Having spent a few hours looking back at this event, what really get’s me the most is how often people in positions of authority like Police Officers seem to enjoy triggering people with mental disability, as if it’s entertainment for them. I ask myself what kind of a sick individual does these kinds of things, but then I have to remind myself folks like Charles Manson and John Wayne Gacy exist in real life, this guy’s definitely not as bad as those guys but he’s definitely on the spectrum of gross humans that exist.
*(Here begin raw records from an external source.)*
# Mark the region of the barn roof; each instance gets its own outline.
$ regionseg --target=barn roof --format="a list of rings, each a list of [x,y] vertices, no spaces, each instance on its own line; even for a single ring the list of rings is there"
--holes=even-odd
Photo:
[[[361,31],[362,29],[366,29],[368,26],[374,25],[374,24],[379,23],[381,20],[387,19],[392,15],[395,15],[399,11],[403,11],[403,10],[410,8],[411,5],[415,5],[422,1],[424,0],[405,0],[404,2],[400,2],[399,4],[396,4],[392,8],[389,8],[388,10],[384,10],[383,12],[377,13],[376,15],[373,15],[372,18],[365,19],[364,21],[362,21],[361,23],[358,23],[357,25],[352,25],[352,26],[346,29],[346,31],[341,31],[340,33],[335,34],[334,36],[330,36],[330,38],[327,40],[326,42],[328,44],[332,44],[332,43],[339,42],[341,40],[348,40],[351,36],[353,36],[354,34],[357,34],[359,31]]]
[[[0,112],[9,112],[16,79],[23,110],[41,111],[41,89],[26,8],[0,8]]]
He definitely needs some weed and learn how to chill.

"The Door" This was the door.

Oh, oh… and get this, this cop eventually left the balcony and went down to the main level, and when he did, he propped “The Door” open so anyone can come and go as they please.

Richard and I could not believe he actually did that… I snapped a picture because I knew people would think I’m just exaggerating the level of pettiness this little-d cop was capable of.


I know I’m not alone with others that feel like they are being controlled by their disability. The feelings of failure and frustration are so real, and for those of you who are in a similar situation, please know you’re not alone!

Thank GOD for medical cannabis, because this miracle of a drug helped me make it through all 9 hours, and an unnecessary trauma, and I’m still alive, and not behind bars.

Every time there was a trigger, a rip on the pen was able to bring me back down… When I was on the VA’s pharmaceutical protocols the only option for that kind of rescue was to pop a valium and spend the rest of the day in a comatose state. That isn’t the case with MedC. That’s what makes this treatment option so groundbreaking in the management of Post Traumatic Stress, Anxiety and putting our sympathetic nervous system back into standby mode. I’ve seeing a meme going around on the social medias that uses Star Trek’s Starship Enterprise as the metaphor for our sympathetic nervous system. If the Enterprise was traveling at warp 9.9 everywhere they go all the time the ships engines would explode. Living with PTS is like being in a constant state of warp 9.9 — and It’s exhausting.


That’s why I love using Medical Cannabis, it puts that fight or fight system into standby and it gives you the chance to catch your breath… after coughing your head off first of course.